Una observación muy simple, me ha hecho reflexionar sobre el valor de un buen modelo. Estaba en las escaleras mecánicas del metro con un poco de prisa y quería ir subiendo a pie por ellas, sólo que tenía un pequeño problema: una mujer me obstaculizaba el paso, porque en lugar de situarse al lado derecho (el lugar donde se quedan las personas que se quedan quietas) estaba situada en paralelo a la izquierda de otra mujer, impidiendo el paso.
Le he tocado dos veces en el hombro y le he pedido amablemente si le importaba dejarme pasar.
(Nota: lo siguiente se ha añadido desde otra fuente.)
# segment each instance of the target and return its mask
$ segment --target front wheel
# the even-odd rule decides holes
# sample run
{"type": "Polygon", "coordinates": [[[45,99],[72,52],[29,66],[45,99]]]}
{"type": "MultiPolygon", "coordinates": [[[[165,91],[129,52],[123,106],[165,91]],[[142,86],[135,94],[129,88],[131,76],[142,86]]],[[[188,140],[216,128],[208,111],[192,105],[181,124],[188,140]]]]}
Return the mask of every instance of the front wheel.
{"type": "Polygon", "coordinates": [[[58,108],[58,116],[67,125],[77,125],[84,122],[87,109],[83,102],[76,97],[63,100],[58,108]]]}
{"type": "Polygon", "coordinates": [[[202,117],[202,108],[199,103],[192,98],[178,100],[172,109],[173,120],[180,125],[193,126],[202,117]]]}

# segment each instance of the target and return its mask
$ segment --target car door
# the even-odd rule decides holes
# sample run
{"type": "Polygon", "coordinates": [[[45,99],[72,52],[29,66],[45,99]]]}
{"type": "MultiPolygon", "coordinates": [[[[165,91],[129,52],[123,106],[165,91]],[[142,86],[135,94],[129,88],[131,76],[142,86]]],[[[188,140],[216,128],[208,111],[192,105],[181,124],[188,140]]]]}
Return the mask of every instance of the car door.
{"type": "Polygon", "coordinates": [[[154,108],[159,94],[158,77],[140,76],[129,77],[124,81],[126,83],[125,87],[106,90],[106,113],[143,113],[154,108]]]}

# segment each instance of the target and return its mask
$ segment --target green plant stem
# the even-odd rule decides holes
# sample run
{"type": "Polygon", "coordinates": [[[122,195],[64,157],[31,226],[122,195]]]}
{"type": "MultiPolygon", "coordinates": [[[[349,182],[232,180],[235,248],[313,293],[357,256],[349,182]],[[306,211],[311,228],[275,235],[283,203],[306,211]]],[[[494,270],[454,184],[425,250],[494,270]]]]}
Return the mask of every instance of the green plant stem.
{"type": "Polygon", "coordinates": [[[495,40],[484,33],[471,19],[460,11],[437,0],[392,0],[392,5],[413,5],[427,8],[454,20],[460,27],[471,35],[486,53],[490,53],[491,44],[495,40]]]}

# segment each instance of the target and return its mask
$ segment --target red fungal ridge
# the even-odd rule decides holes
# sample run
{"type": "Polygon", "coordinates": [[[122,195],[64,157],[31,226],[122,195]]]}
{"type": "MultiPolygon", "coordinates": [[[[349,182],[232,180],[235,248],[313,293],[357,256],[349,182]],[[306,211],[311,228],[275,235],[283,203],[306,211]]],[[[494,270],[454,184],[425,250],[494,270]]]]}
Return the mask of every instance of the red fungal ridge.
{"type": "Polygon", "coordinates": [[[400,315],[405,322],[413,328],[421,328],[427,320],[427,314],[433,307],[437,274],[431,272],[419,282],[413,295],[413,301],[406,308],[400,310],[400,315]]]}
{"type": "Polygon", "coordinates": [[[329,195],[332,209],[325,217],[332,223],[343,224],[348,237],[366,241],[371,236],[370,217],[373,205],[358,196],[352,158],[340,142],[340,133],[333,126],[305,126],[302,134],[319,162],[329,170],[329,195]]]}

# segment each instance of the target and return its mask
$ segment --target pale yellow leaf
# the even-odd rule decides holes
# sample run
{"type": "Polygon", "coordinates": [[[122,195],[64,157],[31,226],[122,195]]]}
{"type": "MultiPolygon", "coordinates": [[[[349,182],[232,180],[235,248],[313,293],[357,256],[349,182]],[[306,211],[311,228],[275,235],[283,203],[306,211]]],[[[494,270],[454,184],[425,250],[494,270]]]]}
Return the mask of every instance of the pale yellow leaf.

Me ha mirado de un modo extraño, como si el favor que le estaba pidiendo fuera algo excesivo. He seguido mi camino.
Al salir a la calle ha sido cuando me ha venido la reflexión sobre cuan fácil es seguir un modelo. ¿Cómo aprendí que era una norma de buena educación situarme en el lado derecho de las escaleras mecánicas para dejar pasar a aquellos que querían avanzar más rápido? Sin duda algún día que, de pequeña, mis padres me dijeron: “Ven aquí, ponte a la derecha, ¿no ves? Como nosotros. Así los demás te pueden adelantar si quieren”.